I’m Taylor Kate Brown and this newsletter grows by word-of-mouth. Someone share or forward this edition with you? Sign up here. You can also read and share this edition online.
The city of Carrboro, North Carolina is mad. Why? In a new lawsuit they say they’ve been a “victim of the climate deception” and are suing a company for spreading false information about the impacts of burning fossil fuels. But Carrboro’s town council isn’t suing Exxon or BP, or any of the big oil companies. They’re suing Duke Energy, the town’s utility company.
It’s the first time an electric utility has been sued for climate deception, Floodlight’s Mario Alejandro Ariza reports, but Carrboro is up against a not particularly good track record for these kinds of cases.
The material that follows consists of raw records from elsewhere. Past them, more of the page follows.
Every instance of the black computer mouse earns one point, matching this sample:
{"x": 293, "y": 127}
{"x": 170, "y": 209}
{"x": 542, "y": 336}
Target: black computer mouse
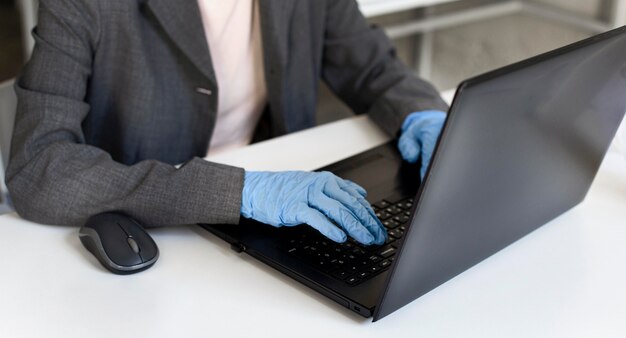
{"x": 119, "y": 242}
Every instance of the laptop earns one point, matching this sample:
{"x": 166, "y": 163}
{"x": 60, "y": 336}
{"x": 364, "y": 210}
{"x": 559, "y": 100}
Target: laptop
{"x": 521, "y": 145}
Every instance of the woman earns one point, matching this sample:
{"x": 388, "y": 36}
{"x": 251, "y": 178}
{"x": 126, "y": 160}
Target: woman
{"x": 118, "y": 92}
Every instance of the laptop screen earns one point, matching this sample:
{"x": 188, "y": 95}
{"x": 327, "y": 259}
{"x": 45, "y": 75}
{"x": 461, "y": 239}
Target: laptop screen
{"x": 522, "y": 145}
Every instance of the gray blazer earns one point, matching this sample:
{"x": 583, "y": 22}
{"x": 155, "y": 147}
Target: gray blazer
{"x": 118, "y": 91}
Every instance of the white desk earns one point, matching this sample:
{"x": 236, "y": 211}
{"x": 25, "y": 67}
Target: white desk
{"x": 566, "y": 279}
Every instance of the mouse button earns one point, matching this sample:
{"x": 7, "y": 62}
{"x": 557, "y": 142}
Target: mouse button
{"x": 115, "y": 245}
{"x": 133, "y": 245}
{"x": 147, "y": 246}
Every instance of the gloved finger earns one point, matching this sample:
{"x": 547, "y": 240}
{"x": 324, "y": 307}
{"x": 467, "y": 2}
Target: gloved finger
{"x": 429, "y": 142}
{"x": 343, "y": 217}
{"x": 347, "y": 184}
{"x": 409, "y": 147}
{"x": 319, "y": 222}
{"x": 352, "y": 203}
{"x": 359, "y": 197}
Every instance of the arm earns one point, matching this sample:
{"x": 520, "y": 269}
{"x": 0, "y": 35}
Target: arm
{"x": 360, "y": 65}
{"x": 55, "y": 178}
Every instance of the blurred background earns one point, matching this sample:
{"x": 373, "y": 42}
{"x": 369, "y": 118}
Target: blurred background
{"x": 444, "y": 41}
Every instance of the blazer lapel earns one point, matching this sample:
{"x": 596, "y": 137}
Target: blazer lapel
{"x": 181, "y": 20}
{"x": 275, "y": 17}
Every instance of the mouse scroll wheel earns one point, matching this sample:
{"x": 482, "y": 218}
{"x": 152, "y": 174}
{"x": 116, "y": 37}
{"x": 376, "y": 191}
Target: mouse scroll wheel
{"x": 133, "y": 244}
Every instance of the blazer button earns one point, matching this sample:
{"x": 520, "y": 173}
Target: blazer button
{"x": 204, "y": 91}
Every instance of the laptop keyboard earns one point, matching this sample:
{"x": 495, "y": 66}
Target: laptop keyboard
{"x": 352, "y": 262}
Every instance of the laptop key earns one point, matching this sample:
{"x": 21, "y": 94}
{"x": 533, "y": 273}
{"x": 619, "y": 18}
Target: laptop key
{"x": 353, "y": 280}
{"x": 385, "y": 264}
{"x": 401, "y": 219}
{"x": 393, "y": 210}
{"x": 390, "y": 224}
{"x": 387, "y": 252}
{"x": 374, "y": 259}
{"x": 396, "y": 233}
{"x": 374, "y": 268}
{"x": 383, "y": 215}
{"x": 341, "y": 274}
{"x": 382, "y": 204}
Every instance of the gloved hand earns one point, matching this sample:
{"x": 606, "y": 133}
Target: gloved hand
{"x": 294, "y": 197}
{"x": 419, "y": 135}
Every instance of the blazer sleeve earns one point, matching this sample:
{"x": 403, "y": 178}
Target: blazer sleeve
{"x": 360, "y": 66}
{"x": 54, "y": 177}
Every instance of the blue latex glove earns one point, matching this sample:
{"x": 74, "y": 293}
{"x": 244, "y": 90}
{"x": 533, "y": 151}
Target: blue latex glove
{"x": 419, "y": 136}
{"x": 291, "y": 198}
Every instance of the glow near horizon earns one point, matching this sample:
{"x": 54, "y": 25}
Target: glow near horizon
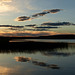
{"x": 10, "y": 9}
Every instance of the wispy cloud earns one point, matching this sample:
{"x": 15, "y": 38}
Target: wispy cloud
{"x": 57, "y": 23}
{"x": 5, "y": 6}
{"x": 25, "y": 18}
{"x": 29, "y": 5}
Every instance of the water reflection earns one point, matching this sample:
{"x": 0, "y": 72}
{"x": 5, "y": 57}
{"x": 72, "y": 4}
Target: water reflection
{"x": 33, "y": 61}
{"x": 47, "y": 49}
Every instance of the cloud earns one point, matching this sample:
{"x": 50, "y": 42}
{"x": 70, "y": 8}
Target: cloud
{"x": 22, "y": 18}
{"x": 11, "y": 26}
{"x": 29, "y": 5}
{"x": 46, "y": 12}
{"x": 25, "y": 18}
{"x": 5, "y": 6}
{"x": 27, "y": 33}
{"x": 6, "y": 0}
{"x": 32, "y": 25}
{"x": 57, "y": 23}
{"x": 53, "y": 10}
{"x": 46, "y": 27}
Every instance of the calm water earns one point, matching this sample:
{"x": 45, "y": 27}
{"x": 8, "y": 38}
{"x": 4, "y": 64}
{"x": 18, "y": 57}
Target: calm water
{"x": 53, "y": 61}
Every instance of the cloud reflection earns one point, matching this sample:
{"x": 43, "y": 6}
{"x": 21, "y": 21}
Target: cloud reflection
{"x": 42, "y": 64}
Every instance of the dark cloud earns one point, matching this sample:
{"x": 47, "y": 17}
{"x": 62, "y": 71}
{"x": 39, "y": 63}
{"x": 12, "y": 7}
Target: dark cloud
{"x": 39, "y": 14}
{"x": 53, "y": 10}
{"x": 46, "y": 27}
{"x": 58, "y": 24}
{"x": 11, "y": 26}
{"x": 24, "y": 18}
{"x": 32, "y": 25}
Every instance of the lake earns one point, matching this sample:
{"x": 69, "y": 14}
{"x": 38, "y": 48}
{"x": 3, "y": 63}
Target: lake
{"x": 58, "y": 60}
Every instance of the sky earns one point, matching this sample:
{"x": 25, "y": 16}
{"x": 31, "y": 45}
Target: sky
{"x": 30, "y": 12}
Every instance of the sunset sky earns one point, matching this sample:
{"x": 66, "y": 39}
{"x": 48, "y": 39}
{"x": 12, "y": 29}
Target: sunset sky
{"x": 47, "y": 11}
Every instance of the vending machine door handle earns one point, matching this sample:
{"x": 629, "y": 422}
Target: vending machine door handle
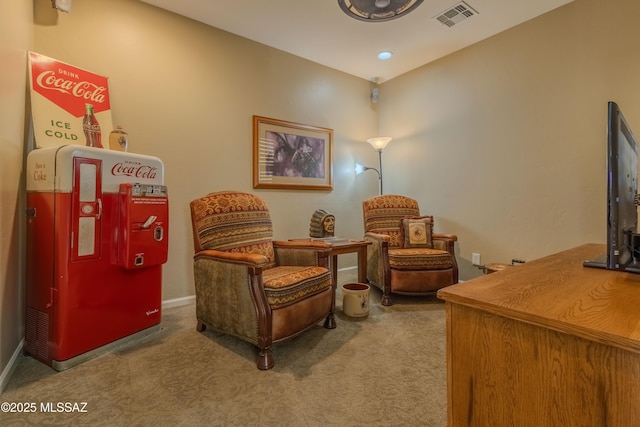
{"x": 149, "y": 221}
{"x": 99, "y": 200}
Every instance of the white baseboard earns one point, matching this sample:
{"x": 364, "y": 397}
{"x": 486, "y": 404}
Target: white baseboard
{"x": 11, "y": 366}
{"x": 177, "y": 302}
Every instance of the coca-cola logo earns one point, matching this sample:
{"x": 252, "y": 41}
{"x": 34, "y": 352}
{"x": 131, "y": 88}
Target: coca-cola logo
{"x": 68, "y": 87}
{"x": 134, "y": 170}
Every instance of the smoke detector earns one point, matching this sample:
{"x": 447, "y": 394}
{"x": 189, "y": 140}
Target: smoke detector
{"x": 456, "y": 14}
{"x": 377, "y": 10}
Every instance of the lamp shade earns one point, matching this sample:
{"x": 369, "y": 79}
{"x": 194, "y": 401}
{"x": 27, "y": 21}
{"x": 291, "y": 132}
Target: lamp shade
{"x": 379, "y": 143}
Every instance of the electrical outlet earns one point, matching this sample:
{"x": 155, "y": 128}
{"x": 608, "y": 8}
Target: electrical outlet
{"x": 475, "y": 258}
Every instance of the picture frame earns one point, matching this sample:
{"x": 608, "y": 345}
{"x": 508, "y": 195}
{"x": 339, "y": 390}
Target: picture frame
{"x": 291, "y": 156}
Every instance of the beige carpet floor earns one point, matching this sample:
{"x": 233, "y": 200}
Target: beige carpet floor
{"x": 387, "y": 369}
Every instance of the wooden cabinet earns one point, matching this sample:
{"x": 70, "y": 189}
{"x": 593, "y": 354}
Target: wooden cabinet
{"x": 547, "y": 343}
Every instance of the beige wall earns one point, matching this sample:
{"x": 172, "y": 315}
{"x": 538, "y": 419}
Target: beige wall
{"x": 186, "y": 92}
{"x": 16, "y": 36}
{"x": 505, "y": 141}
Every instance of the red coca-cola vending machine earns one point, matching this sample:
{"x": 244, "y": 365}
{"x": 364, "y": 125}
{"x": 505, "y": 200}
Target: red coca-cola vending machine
{"x": 97, "y": 236}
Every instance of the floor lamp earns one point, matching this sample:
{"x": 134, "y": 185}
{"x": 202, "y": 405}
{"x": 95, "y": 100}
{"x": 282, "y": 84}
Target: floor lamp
{"x": 378, "y": 144}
Of course climate action is not only — or even mostly — lawsuits. Carrboro’s own climate plan calls for a 80% reduction of per capita greenhouse gas emissions by 2030. (If you are interested in finding and assessing your own city’s climate plan, I have a guide for that).
There’s also a host of ideas in this story by Kendra Pierre-Louis (gift link), including steering more funding to transit, and passing local laws to make buildings more efficient and less reliant on fossil fuels. What all these have in common are support for policies from different parts of a broad coalition and active, attentive and vocal residents.
Reading
A rare UK story, in which the country is considering free electricity for those nearest to transmission lines amid a build out to bring more north sea wind power into their country.
I’m stumped too. Any good ideas as why DC’s compost buckets are getting stolen at “alarming” rates?
Much ink has been spilled over how wind and solar can’t offer 24/7 power but very little on how much solar power we produce right now that we are actually NOT using. The LA Times writes about this problem (which is particularly strong in California)and some potential solutions. While Grist and Washington Post offer some very different kinds of batteries to soak up all that midday sun for the long-term.
NYC’s comptroller wants to exclude midstream and downstream fossil fuel businesses from city pension funds. Midstream (basically processing, storage and distribution of fossil fuels) is a blind spot for many banks’ promises on climate financing, but this particular proposal includes private investments — which as I reported a few years ago, were the hardest part of Maine’s divestment plan from fossil investments.